7. SVLDRS Application Remanded for Fresh
Reconsideration
The matter was remitted to the concerned respondents for fresh
reconsideration of the petitioner’s SVLDRS application dated 12 December
2019.
8. Earlier Judgments and Circulars Must Be
Considered
The respondents were directed to reconsider the claim bearing
in mind:
- the
judgments referred to by the High Court;
- the
Circular dated 27 August 2019;
- the
Circular dated 12 December 2019; and
- the
observations made in the present order.
9. Reasonable Opportunity Must Be Given
The Court expressly directed that sufficient and reasonable
opportunity be provided to the petitioner.
Important Clarification
1. Pending Investigation Does Not Automatically
Defeat SVLDRS Eligibility
The key principle applied by the Court is that pendency of an
enquiry, investigation or audit as on 30 June 2019 does not by itself bar
relief under the SVLDRS Scheme where the tax/duty liability had already been
quantified before the cut-off date.
2. Quantification Can Arise from Written
Communication
The related case law discussed by the Court recognises that
“quantification” is not confined only to a final adjudication order.

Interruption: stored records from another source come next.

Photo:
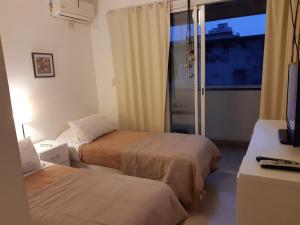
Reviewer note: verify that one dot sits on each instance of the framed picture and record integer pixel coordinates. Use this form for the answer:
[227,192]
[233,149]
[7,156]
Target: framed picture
[43,65]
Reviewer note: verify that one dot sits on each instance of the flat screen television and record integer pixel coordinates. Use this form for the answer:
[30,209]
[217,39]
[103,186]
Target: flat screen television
[292,134]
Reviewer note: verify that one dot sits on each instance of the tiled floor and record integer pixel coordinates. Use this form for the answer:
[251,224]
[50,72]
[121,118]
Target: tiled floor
[219,205]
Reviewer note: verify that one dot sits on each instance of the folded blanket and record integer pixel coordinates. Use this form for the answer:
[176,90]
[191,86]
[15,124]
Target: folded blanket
[181,161]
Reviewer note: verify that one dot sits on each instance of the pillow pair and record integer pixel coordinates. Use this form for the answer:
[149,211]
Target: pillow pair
[90,128]
[29,157]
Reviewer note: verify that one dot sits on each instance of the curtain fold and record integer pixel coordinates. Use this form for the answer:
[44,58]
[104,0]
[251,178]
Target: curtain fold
[140,40]
[277,56]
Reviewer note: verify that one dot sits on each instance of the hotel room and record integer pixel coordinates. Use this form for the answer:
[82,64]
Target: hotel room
[149,112]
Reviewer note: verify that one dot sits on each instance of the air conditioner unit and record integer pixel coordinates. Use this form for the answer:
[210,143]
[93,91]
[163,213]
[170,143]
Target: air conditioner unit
[75,10]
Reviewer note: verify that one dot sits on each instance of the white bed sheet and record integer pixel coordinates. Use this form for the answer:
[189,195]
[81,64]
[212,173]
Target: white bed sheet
[73,143]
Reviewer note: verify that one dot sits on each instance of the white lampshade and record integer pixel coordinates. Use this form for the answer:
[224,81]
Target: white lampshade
[21,108]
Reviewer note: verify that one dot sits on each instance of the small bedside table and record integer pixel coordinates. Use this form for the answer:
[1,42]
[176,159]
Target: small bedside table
[51,151]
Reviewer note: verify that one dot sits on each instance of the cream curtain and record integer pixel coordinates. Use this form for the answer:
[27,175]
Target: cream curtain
[140,48]
[277,56]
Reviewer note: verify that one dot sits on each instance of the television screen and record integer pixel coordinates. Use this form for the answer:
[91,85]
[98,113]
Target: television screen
[292,98]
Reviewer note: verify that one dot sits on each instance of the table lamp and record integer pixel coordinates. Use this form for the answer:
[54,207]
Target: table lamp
[21,111]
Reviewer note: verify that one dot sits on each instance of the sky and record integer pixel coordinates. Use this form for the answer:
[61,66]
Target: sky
[245,26]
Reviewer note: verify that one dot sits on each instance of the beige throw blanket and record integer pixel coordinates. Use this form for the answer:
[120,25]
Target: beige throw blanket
[106,199]
[181,161]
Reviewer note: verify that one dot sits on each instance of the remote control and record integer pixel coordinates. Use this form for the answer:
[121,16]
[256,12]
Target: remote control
[280,165]
[259,158]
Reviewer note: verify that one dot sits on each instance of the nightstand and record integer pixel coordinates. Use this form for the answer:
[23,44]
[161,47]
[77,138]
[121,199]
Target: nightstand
[53,152]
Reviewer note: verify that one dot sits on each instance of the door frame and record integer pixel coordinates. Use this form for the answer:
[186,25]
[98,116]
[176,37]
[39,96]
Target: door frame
[199,19]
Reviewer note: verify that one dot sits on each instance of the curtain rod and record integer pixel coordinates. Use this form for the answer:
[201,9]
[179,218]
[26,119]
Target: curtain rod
[176,5]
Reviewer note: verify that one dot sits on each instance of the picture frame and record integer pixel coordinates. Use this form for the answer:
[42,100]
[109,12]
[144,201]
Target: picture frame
[43,65]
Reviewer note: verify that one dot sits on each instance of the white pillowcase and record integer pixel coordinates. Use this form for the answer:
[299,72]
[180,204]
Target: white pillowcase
[89,128]
[29,157]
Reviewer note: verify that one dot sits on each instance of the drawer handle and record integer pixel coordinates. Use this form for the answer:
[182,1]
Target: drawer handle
[55,157]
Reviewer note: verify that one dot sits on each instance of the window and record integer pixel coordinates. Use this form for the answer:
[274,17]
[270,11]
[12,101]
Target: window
[234,52]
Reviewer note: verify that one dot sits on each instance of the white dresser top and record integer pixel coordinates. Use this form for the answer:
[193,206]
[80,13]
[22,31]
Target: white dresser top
[265,142]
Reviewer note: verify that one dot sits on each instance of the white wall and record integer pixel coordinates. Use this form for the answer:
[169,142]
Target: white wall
[25,27]
[107,95]
[13,204]
[231,115]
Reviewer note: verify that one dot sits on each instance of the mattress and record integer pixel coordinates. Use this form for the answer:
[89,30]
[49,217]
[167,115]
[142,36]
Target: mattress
[108,150]
[60,195]
[181,161]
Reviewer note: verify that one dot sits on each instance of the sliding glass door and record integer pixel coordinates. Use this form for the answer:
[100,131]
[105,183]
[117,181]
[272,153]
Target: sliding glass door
[184,70]
[214,47]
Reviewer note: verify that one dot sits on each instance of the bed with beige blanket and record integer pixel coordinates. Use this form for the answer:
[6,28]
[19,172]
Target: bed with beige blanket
[182,161]
[66,196]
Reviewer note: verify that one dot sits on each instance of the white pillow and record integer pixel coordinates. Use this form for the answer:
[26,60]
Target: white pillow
[29,157]
[89,128]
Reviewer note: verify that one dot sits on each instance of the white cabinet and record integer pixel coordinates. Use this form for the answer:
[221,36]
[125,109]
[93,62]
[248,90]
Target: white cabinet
[50,151]
[264,196]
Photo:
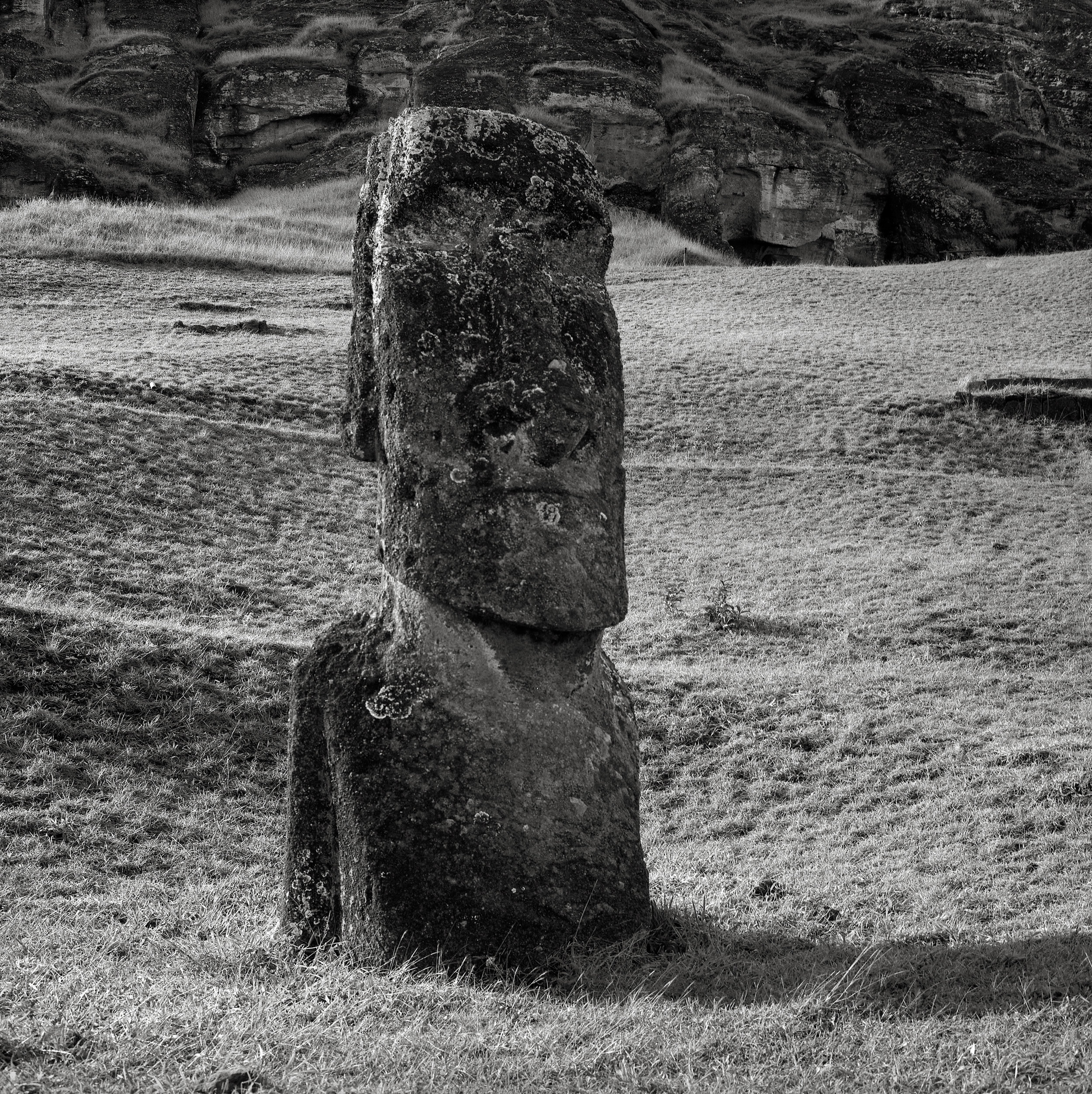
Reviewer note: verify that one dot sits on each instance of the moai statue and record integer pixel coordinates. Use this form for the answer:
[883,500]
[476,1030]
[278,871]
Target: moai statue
[463,762]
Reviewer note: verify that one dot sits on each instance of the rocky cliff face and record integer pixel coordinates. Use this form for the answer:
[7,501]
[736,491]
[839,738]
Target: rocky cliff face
[836,133]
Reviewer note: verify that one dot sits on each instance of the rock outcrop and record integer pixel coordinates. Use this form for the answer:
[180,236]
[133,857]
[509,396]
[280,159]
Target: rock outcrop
[463,773]
[147,78]
[915,131]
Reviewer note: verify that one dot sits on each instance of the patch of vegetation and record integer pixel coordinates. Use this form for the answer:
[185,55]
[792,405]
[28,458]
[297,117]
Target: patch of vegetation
[642,241]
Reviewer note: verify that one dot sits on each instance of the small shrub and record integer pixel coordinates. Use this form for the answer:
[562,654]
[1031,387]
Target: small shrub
[724,613]
[673,593]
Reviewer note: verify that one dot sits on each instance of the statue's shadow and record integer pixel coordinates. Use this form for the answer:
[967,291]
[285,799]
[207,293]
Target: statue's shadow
[693,958]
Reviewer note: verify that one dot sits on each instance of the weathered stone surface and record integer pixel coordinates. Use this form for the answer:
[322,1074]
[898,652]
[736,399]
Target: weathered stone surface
[166,17]
[22,107]
[968,127]
[145,76]
[1065,399]
[463,772]
[461,787]
[276,107]
[501,393]
[766,190]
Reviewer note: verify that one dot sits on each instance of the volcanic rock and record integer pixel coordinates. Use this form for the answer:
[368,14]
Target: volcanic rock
[463,762]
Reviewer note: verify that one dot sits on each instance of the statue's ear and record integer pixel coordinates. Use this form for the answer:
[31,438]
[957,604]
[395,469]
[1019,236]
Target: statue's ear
[360,414]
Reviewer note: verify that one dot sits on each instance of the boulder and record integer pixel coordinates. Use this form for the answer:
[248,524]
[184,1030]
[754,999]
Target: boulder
[463,766]
[22,107]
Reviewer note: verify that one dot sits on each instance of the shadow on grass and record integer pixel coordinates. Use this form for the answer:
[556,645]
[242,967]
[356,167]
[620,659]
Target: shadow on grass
[129,752]
[126,752]
[924,975]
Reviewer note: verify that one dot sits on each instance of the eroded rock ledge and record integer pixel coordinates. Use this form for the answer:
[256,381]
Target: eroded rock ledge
[917,133]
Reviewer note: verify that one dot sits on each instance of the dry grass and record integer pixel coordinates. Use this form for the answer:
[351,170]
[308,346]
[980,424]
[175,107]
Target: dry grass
[643,242]
[867,799]
[307,229]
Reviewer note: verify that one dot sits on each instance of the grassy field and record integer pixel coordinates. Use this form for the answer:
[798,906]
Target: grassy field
[304,230]
[859,639]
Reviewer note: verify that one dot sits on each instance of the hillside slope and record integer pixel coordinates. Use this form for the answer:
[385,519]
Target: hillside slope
[850,131]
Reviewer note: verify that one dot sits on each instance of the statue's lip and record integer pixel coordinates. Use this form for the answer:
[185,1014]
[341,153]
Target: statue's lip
[546,484]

A written communication intimating duty demand, an admitted
duty liability during enquiry or investigation, or similar written material may
satisfy the quantification requirement depending on the statutory framework and
facts.
3. Revenue’s Own Quantification Was Material
In the present case, the Court placed importance on the fact
that the respondents themselves had quantified the amount at Rs. 99,00,000
on 12 September 2018.
4. Later Show Cause Notice Demand Was Lower
The subsequent show cause notice demanded Rs. 95,94,517,
which was lower than the earlier quantified figure of Rs. 99,00,000.

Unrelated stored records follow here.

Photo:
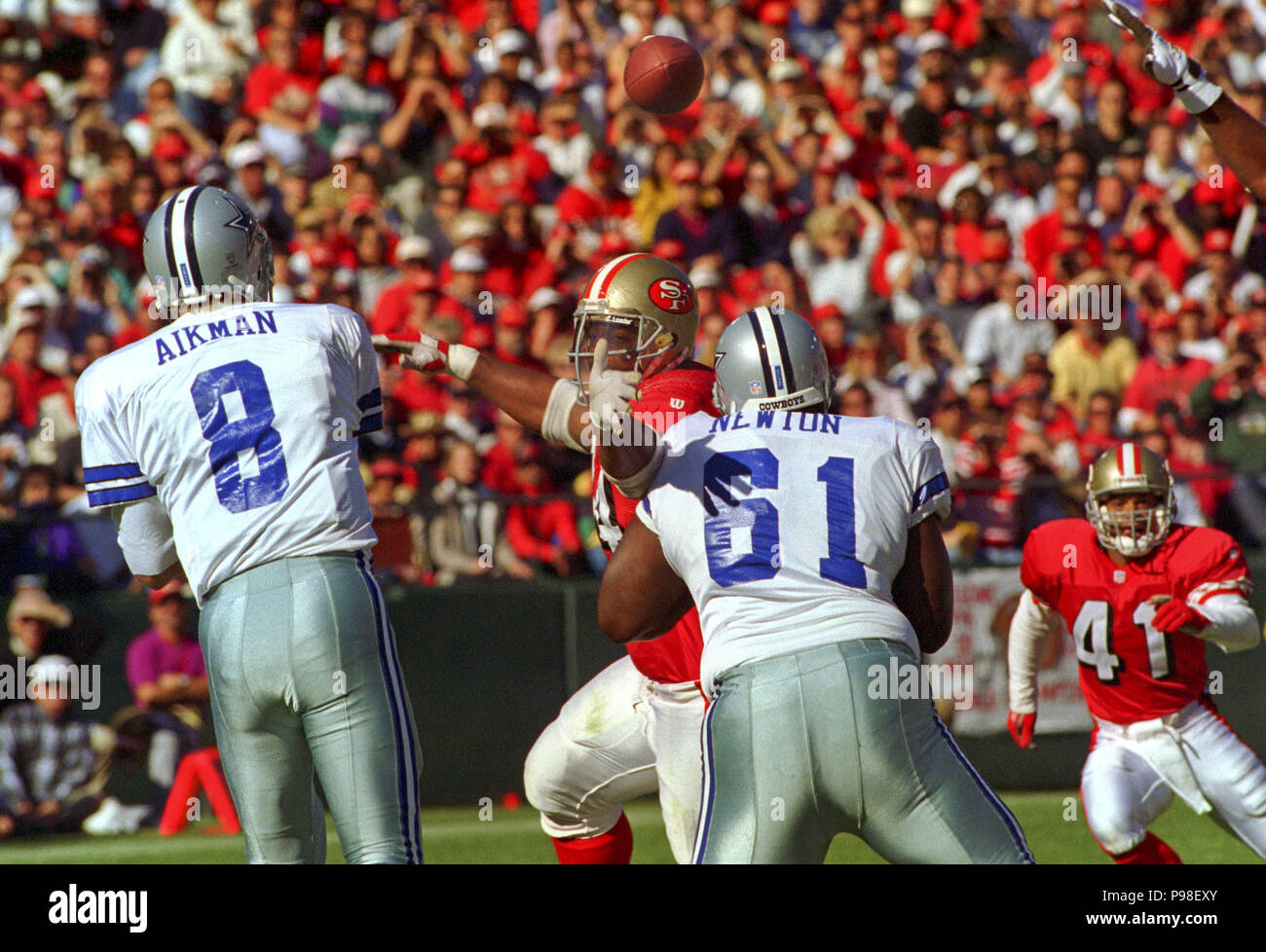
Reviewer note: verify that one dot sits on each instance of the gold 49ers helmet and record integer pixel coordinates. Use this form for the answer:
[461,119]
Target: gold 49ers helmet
[645,308]
[1127,470]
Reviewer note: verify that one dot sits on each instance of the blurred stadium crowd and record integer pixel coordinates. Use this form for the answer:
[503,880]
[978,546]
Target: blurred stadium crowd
[912,175]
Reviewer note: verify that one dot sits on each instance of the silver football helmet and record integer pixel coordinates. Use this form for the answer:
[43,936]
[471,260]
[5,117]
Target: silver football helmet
[771,360]
[204,245]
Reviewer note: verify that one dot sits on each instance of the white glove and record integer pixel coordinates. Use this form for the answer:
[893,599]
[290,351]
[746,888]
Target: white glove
[611,391]
[1166,62]
[429,354]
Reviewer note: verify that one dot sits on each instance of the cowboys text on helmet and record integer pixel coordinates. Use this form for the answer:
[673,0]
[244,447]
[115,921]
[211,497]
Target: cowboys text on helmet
[646,309]
[771,360]
[204,248]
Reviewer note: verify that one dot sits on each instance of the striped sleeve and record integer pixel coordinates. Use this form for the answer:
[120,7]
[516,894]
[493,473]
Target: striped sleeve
[931,485]
[110,471]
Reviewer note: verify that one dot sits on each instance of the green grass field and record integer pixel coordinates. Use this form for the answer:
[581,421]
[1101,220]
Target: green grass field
[459,836]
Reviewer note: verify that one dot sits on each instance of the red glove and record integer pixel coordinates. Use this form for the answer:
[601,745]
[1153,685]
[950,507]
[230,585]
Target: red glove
[1022,727]
[1175,614]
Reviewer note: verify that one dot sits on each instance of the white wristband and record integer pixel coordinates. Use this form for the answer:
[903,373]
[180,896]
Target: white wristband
[556,421]
[461,361]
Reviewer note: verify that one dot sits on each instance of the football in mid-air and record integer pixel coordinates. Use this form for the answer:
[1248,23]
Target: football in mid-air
[663,75]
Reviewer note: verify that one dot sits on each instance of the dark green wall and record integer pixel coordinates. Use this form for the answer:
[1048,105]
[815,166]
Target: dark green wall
[489,665]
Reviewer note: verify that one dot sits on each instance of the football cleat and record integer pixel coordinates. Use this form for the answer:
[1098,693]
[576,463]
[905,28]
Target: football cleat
[1130,468]
[645,308]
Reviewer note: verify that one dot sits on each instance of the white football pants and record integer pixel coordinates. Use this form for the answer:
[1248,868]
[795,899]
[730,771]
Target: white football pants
[1123,791]
[619,737]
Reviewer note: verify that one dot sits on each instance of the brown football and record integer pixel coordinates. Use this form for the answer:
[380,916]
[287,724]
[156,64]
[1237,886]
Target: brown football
[663,75]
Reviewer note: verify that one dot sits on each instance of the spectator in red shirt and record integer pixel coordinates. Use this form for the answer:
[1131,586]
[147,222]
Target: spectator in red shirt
[1101,432]
[395,302]
[542,531]
[282,99]
[594,201]
[504,167]
[1164,379]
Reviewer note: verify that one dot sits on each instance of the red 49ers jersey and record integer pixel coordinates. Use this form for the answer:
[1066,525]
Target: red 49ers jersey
[1131,671]
[666,398]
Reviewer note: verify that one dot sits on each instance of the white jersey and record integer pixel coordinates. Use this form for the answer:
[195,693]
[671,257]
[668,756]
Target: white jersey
[790,527]
[243,421]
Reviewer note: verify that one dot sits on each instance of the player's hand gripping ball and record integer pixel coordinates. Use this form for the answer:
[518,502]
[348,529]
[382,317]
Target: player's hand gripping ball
[611,391]
[663,75]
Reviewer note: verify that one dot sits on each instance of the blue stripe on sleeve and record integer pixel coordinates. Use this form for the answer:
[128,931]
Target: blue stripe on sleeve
[117,471]
[929,489]
[123,494]
[370,424]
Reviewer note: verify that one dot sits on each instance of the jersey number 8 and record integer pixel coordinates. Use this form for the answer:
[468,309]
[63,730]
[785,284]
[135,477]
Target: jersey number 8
[251,429]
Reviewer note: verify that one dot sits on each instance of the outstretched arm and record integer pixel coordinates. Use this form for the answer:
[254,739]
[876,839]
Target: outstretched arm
[1240,138]
[1030,626]
[923,590]
[537,400]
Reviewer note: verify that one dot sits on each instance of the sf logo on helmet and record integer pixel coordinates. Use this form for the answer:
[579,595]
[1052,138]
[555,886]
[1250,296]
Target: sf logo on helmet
[672,295]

5. Relief Was Granted in Peculiar and Special
Facts
The Court expressly referred to the peculiar/special facts
and circumstances of the case while granting relief.

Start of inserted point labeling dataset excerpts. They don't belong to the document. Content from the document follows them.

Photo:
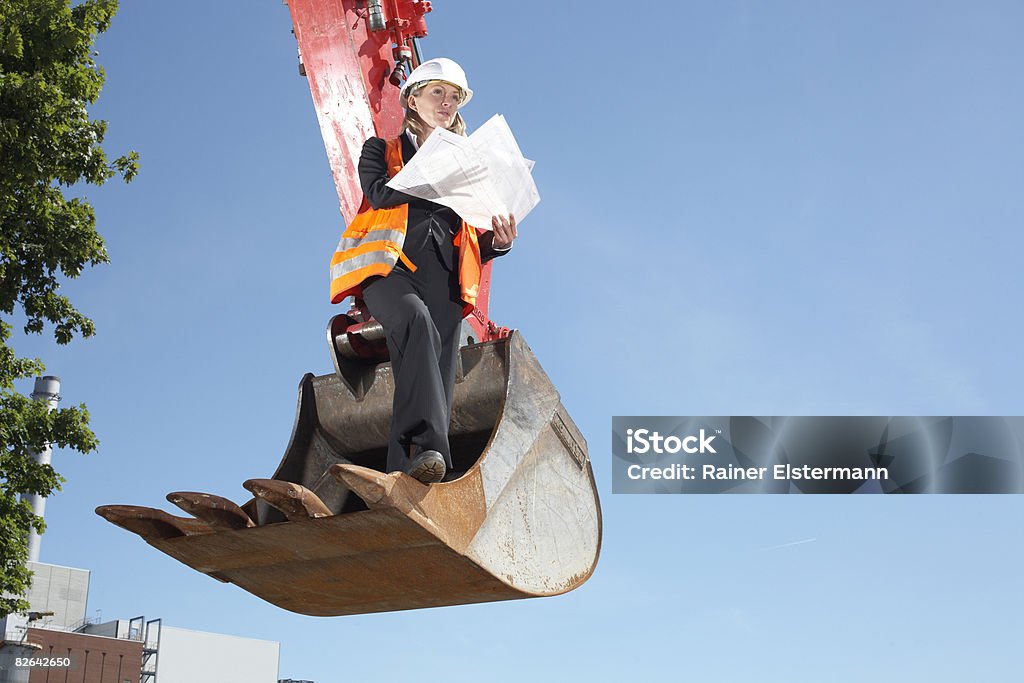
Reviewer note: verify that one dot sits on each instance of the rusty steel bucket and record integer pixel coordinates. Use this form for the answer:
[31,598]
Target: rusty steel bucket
[332,535]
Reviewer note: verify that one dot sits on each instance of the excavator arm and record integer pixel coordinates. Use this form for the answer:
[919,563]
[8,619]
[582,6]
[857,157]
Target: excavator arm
[329,532]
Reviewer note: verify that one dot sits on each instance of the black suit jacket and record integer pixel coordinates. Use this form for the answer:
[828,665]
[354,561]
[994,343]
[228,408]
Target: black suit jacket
[430,225]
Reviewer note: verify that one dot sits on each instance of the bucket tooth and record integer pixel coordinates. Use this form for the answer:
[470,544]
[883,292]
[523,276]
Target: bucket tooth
[374,487]
[218,512]
[295,501]
[151,523]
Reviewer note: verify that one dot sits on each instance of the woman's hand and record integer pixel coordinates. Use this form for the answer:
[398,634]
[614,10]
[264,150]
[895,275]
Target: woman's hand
[505,231]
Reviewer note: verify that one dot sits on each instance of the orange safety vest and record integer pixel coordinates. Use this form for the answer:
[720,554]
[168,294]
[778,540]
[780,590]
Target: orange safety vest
[372,245]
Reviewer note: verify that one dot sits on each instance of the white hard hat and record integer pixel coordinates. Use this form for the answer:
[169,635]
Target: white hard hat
[439,69]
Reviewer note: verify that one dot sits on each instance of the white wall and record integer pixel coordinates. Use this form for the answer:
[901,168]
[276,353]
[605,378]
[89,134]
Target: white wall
[65,591]
[195,656]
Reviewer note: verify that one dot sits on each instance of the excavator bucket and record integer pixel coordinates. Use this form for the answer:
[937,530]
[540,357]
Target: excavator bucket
[330,534]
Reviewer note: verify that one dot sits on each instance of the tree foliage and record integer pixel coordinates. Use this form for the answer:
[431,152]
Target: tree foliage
[48,143]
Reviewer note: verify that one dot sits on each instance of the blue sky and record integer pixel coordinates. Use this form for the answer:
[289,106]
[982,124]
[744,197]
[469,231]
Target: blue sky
[787,208]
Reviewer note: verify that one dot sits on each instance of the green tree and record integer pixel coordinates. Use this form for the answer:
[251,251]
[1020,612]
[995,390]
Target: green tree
[48,143]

6. Court Remanded for Reconsideration Rather Than
Finally Computing Scheme Benefit
The operative order remitted the SVLDRS application for fresh
reconsideration in accordance with law. Therefore, the judgment should not be
inaccurately described as a final judicial computation of the exact discharge
amount payable under the Scheme.
Sections / Legal Provisions Involved
·
Article 226 of the Constitution of India : The writ
petition was filed under Article 226 seeking certiorari against the impugned
order and mandamus for reconsideration of the SVLDRS application.
·
Finance (No. 2) Act, 2019 : The Sabka
Vishwas (Legacy Dispute Resolution) Scheme, 2019 was introduced through the
Finance (No. 2) Act, 2019.
·
Section 123(c) of the Finance (No. 2) Act,
2019 / SVLDRS Scheme : This provision was materially discussed
through the related judgments reproduced and applied by the Court. It concerns
determination of “tax dues” in cases involving enquiry, investigation or audit
where the amount of duty payable had been quantified on or before 30 June 2019.
· Section 121(r) – Meaning of “Quantified” : The statutory definition of “quantified” under the SVLDRS framework concerns a written communication of the amount of duty payable under the indirect tax enactment.